Pretty soon Daniel developed an ambition. He wanted reputation, and he told the Devil so. The Devil’s eyes sparkled. “At last,” murmured the Devil, with a sigh of relief,–“at last.”
“Yes,” said Daniel, “I want to be known far and wide. You must build a church for me.”
“What!” shrieked the Devil. And the Devil’s tail stiffened up like a sore thumb.
“Yes,” said Daniel, calmly; “you must build a church for me, and it must be the largest and the handsomest church in the city. The sittings shall be free, and you shall provide the funds for its support forever.”
The Devil frothed at his mouth, and blue fire issued from his ears and nostrils. He was the maddest devil ever seen on earth.
“I won’t do it!” roared the Devil. “Do you suppose I’m going to spend my time building churches and stultifying myself just for the sake of gratifying your idle whims? I won’t do it,–never!”
“Then the bond I gave is null and void,” said Daniel.
“Take your old bond,” said the Devil, petulantly.
“But the bond you gave is operative,” continued Daniel. “So release the thousand and one souls you owe me when you refuse to obey me.”
“Oh, Daniel!” whimpered the Devil, “how can you treat me so?

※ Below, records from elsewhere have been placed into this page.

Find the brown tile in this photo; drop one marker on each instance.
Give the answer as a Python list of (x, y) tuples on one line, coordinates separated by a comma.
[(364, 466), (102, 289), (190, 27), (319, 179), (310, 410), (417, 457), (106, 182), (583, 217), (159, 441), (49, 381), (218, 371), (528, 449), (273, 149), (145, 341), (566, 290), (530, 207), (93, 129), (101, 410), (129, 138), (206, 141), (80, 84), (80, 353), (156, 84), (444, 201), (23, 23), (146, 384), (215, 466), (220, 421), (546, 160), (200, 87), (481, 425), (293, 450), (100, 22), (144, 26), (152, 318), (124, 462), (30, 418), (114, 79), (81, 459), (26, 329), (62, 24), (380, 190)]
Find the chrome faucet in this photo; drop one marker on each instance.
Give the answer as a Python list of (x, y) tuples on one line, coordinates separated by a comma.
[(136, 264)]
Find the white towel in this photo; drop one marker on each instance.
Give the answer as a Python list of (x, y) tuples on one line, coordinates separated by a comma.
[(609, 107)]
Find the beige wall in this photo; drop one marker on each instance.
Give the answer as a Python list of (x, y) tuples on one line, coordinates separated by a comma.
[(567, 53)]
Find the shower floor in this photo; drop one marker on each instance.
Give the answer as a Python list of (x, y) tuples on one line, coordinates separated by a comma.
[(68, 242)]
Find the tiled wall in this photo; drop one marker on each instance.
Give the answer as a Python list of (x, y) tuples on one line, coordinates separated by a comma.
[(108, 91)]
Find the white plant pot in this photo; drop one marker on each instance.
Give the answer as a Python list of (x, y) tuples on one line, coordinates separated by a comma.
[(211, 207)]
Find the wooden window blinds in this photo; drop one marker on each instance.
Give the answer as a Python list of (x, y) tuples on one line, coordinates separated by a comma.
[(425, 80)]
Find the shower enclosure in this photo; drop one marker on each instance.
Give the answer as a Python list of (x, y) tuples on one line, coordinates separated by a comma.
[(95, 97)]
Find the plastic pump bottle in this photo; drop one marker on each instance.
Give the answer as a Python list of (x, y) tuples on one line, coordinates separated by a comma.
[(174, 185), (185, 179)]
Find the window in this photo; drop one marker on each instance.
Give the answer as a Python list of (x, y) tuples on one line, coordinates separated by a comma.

Have n’t I always been good to you? Have n’t I given you riches and prosperity? Does no sentiment of friendship–“
“Hush,” said Daniel, interrupting him. “I have already told you a thousand times that our relations were simply those of one business man with another. It now behooves you to fulfil your part of our compact; eventually I shall fulfil mine. Come, now, to business! Will you or will you not keep your word and save your bond?”
The Devil was sorely put to his trumps. But when it came to releasing a thousand and one souls from hell,–ah, that staggered him! He had to build the church, and a noble one it was too. Then he endowed the church, and finally he built a parsonage; altogether it was a stupendous work, and Daniel got all the credit for it. The preacher whom Daniel installed in this magnificent temple was severely orthodox, and one of the first things he did was to preach a series of sermons upon the personality of the Devil, wherein he inveighed most bitterly against that person and his work.
By and by Daniel made the Devil endow and build a number of hospitals, charity schools, free baths, libraries, and other institutions of similar character. Then he made him secure the election of honest men to office and of upright judges to the bench. It almost broke the Devil’s heart to do it, but the Devil was prepared to do almost anything else than forfeit his bond and give up those one thousand and one souls. By this time Daniel came to be known far and wide for his philanthropy and his piety. This gratified him of course; but most of all he gloried in the circumstance that he was a business man.